Several squat and deadlift variations would work almost regardless of the training goal (i.e., fat loss, muscle building, general health, etc.). You could also make a strong argument for some preliminary preparatory-based movements. Goblet variations and hex bar drills can satisfy muscular development, groove proper technique, reduce injury risk, build both types of coordination, improve general conditioning, and more than standardized movements would do. This same scenario above would apply to all of your classic movements, such as bench pressing, military pressing, rowing, pulling, squatting, and deadlifting, which everyone should be doing at this point in their program on some level.
MICRO-PROGRESSION OPTION #2
Traditional exercises that serve as a progression when pre-requisite exercises have been adequately performed and no longer provide a sufficient enough challenge to allow further improvements in physical functioning.
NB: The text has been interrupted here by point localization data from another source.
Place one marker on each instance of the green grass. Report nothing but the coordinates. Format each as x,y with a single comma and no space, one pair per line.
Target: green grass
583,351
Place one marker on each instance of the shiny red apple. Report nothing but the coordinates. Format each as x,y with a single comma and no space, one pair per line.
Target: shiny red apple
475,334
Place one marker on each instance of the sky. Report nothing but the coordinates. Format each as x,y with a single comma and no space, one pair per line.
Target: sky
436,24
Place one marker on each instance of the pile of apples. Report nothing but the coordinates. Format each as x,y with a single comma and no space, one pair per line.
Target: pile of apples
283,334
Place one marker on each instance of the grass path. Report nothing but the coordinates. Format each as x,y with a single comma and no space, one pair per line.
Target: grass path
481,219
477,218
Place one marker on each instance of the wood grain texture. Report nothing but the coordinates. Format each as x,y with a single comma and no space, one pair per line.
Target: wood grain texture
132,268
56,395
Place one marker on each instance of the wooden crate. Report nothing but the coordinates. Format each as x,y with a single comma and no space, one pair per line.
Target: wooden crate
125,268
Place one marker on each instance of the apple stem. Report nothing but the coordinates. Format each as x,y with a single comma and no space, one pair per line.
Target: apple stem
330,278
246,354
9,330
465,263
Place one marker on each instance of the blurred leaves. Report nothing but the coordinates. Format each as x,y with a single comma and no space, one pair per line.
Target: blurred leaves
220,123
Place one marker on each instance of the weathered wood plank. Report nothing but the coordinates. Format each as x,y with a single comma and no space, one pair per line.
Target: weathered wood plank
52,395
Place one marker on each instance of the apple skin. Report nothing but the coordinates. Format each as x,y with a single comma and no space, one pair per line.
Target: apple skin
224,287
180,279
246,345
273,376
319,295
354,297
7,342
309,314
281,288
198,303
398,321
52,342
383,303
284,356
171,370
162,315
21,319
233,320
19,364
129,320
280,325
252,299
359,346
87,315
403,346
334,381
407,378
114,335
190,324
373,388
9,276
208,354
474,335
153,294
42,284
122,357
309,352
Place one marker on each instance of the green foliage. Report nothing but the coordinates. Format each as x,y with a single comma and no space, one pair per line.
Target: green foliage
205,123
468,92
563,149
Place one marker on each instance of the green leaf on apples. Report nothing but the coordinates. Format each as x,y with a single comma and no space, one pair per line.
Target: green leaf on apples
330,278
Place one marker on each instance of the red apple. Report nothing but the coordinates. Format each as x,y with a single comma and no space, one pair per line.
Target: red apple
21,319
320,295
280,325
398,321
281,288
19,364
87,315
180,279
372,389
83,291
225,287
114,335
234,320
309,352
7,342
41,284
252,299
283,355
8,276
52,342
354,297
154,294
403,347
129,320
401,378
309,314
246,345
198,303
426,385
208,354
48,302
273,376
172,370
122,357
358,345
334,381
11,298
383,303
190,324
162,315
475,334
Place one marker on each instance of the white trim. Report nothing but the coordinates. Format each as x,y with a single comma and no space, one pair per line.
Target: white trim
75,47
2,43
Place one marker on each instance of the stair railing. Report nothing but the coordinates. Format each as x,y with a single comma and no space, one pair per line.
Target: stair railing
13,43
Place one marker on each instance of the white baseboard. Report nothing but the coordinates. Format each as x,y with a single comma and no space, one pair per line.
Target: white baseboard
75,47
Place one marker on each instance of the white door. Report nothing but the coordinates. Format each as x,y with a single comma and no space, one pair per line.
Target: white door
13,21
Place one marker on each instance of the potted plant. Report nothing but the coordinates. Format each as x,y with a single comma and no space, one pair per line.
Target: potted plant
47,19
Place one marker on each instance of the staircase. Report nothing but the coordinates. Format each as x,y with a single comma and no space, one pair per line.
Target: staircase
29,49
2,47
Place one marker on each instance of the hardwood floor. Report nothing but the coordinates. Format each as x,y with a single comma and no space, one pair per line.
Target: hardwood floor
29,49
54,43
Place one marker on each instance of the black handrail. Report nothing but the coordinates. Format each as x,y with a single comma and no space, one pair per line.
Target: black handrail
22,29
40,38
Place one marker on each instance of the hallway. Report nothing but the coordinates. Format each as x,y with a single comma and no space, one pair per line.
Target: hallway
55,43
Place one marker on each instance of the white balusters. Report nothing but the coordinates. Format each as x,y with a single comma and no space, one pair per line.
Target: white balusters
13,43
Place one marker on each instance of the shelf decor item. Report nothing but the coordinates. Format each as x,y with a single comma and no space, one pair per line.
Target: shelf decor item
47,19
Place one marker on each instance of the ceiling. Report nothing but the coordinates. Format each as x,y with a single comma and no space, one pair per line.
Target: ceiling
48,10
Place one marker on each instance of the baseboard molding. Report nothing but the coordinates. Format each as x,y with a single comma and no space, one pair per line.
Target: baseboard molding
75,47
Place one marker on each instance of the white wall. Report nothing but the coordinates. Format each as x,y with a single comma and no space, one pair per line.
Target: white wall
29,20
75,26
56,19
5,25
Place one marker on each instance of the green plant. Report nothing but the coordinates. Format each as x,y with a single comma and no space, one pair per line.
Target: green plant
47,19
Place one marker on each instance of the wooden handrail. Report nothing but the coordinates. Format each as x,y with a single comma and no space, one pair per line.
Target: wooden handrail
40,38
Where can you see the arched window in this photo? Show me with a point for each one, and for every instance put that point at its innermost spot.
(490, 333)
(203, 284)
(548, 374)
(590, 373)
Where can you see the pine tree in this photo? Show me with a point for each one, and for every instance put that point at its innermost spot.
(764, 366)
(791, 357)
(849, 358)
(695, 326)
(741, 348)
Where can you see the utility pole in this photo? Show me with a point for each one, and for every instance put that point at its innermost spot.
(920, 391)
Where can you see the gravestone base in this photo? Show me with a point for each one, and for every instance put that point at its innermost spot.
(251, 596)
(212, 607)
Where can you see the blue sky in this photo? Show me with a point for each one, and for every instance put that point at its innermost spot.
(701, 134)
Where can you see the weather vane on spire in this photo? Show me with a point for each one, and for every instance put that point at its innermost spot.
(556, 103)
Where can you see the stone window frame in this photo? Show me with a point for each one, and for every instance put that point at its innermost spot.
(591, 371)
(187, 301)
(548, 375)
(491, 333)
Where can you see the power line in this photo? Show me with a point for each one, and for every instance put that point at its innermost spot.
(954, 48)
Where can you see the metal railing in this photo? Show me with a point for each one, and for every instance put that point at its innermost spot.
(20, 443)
*Barbell Squats or Deadlifts
*Bodyweight Chinups or Pullups
Standardized drills are how most trainers, coaches, and enthusiasts would elect to program because it has been where most attention has been given culturally. There is nothing wrong with beginning a program with standard movements, especially if the lifter has experience with them before. However, you definitely shouldn’t overlook the prerequisites since they are still effective and preparatory in nature. For example, if you are an aspiring bench presser but you lack in anterior upper body size, strength, and coordination, you would more than likely be far better off working with dumbells. This is because activation levels in the chest can be higher, you will hone coordination due to “The Bilateral Deficit” phenomenon, and you can still develop considerable strength in the upper body. Not to mention you will have leverage benefits that can impact the shoulder favorably and reduce injury risk as long as you are focused and your form is on point working with dumbells.
Quite frankly, intermediate-level standardized exercises can allow for progressive overload and adaptation indefinitely. You can always circle back to when you have met and revisited prerequisites and need to back off of advanced movements or need a change in your routine for both psychological and physical purposes. Whatever they may be.
The highest level of movement to master will enable development and really challenge the lifter’s ability to perform to the highest degree possible.
*1-3 RM Barbell Squats or Deadlifts or Bar Variations (Buffalo, Cambered, etc.)
*1-3 RM Bench Press
*1-3 RM Military Press
*Loaded Chinups or Pullups with different implements (Bar, Rings, TRX)
*Loaded Inverted Rows with different implements (Bar, Rings, TRX)
Advanced exercises can help maximize development in all target muscle groups and take coordination and technical demands to the next level to allow for further gains. The room for variation and overload is very high and changes in weight, training tool and body position can really affect leverages and create unique training environments that intensify so many elements of the lift and take things to the next level.
Please be warned that these movements are technically reserved for advanced-level athletes and lifters who have effectively exhausted development in the two previous categories and are ready to improve from advanced movements to further develop standardized movements or arrive closer to their genetic ceiling.